If you’re not familiar with what a Picross game is, it’s basically coloring with logic and math! (Even with an exclamation mark, it’s hard to make that sound exciting.) You’ll be looking at the numbers along two sides of a grid and you have to decide which squares to fill in and which to leave blank in order to solve the puzzle. Sometimes there’s a picture and sometimes it’s just a fun looking symbol and sometimes the creator is just making a fun pattern for the fun of it. The patterns range in size from 5×5 to 40×40 which I honestly haven’t done before. I’ve not done anything larger than a 25×25 so Pictopix has a bit more options to keep the love for Picross puzzle-love’n going for a while.

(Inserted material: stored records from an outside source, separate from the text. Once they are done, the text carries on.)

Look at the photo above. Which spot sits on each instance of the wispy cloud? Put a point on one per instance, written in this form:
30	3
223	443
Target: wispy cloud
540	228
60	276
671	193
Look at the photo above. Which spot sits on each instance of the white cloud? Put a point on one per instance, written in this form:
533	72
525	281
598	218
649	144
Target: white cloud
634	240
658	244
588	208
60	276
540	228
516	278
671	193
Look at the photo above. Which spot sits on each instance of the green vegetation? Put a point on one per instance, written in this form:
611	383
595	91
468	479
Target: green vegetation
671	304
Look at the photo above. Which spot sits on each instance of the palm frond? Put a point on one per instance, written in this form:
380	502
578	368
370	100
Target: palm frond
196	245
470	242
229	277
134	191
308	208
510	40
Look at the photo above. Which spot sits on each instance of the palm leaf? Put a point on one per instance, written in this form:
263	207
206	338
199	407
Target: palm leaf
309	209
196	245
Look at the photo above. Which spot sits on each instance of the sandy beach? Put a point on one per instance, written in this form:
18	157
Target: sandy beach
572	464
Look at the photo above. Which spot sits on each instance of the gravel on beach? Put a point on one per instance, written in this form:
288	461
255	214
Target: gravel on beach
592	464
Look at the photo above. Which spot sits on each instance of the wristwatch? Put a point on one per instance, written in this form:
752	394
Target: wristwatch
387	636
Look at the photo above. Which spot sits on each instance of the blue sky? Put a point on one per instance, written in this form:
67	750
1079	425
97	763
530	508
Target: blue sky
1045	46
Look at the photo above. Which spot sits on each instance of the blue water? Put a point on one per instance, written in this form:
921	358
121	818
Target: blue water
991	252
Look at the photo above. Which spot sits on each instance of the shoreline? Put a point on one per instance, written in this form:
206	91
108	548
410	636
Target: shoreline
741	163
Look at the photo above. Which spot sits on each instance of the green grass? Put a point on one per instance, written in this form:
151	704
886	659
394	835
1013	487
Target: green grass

To make your own puzzle, you’ll paint your picture with all of the color options available and then you’ll paint the puzzle on top of your imagine. I assume that you’d want to follow some form of pattern, but I guess you could just pick random squares as to not help other players out. That may be rude though.

Some of the flair that Tomlab Games adds in Pictopix are things that are common in others, but done a little better here. The puzzles, when solved, end up being actual pictures of items done in color. It’s a small thing, but it’s not a Pico8 image, it’s decent pixel art with shading. There is also the ability to use your own creativity (or someone else’s…) and create and share your puzzles. There’s also a plethora of other Picross puzzles to potentially pick and play. (There is crap ton… the more the merrier though eh?) I can’t remember how filling in is done in other games, but Pictopix utilizes the left click for filling in squares and right-click for plopping X’s down and it’s a very smooth experience that really stood out in my mind. I’m not honestly sure how, but it felt great. However, the best thing about Pictopix has to be the music. It’s a nice jazzy set that, admittedly does get repetitive when I’m stuck on a puzzle, but when you’re working through them creates a very calming atmosphere. You can turn it up/down/off so it’s not really an issue, but it’s some of the best music in a Picross game I’ve heard.

I love a good Picross game and Pictopix does not disappoint. Pictopix is simple since it’s a puzzle game, but with all of the little differences (the music, the color, the ability to use color while creating a puzzle), it is my new favorite Picross game on Steam. There are plenty of puzzles to keep you busy and with players making more, you’ll get your money’s worth easily. If this type of game intrigues you or if Picross games are your jam, Pictopix is a no-brainer.